The other reasons they gave: loving the relationship they were in "as it is," valuing their "freedom and independence," not wanting to take on "the responsibility of raising a child," a desire to focus "on my own interests, needs or goals," and wanting to accomplish "things in life that would be difficult to do if I was a parent."

"Parenting is no longer the default," Scott told me. "For a lot of people, it's no longer an assumption - it's a decision."

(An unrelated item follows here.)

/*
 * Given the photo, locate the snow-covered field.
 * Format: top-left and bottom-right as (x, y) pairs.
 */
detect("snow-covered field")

Yet the stigma remains. On Web forums for women without children (I have yet to see such a space for child-free men), the most talked-about topic is the need to constantly justify their decision. The criticisms are so common that the steady and predictable line of questioning is referred to as "breeder bingo." One contributor even made a bingo card with frequently heard lines, such as "The children are our future!" and "Don't you want to give your parents grandchildren?"

On one site, a woman from Virginia wrote that she mostly gets confused looks when she tells people that she doesn't want children. "I suppose it never occurred to them that having kids is a choice," she said.

It does seem odd that it's women without children who are most often questioned about their choice. After all, parenthood is the decision that brings another person into the world, whereas being child-free maintains the status quo.

And that's what Scott finds truly disturbing. She says she often speaks to women who say they didn't know they had a choice.

"I see this a lot - where women are feeling a lot of external pressure and not owning feelings of ambivalence around having children," she told me. "Many of these women end up profoundly unhappy."

Indeed, studies show that children who were unintended are raised differently than those who were planned - a disturbing situation, considering that a third of births in the United States are unplanned.

American culture can't seem to accept the fact that some women don't want to be mothers. Parenting is simply presented as something everyone - a woman especially - is supposed to do.

This expectation is in line with the antiabortion movement and the Republican ethos around women and motherhood. No matter what women actually want, parenthood is perceived as the best, and only, choice for them.

In his speech accepting the GOP presidential nomination Thursday night, Mitt Romney said of his wife: "I knew that her job as a mom was harder than mine. And I knew, without question, that her job as a mom was a lot more important than mine."

If we really value motherhood - and if it's such a tough, important job - it wouldn't be a given, but a proactive decision.

As the Republicans talk about how much they "love women" - as Ann Romney enthused Tuesday - let's remember that love isn't shown by force or coercion. It's based on respect.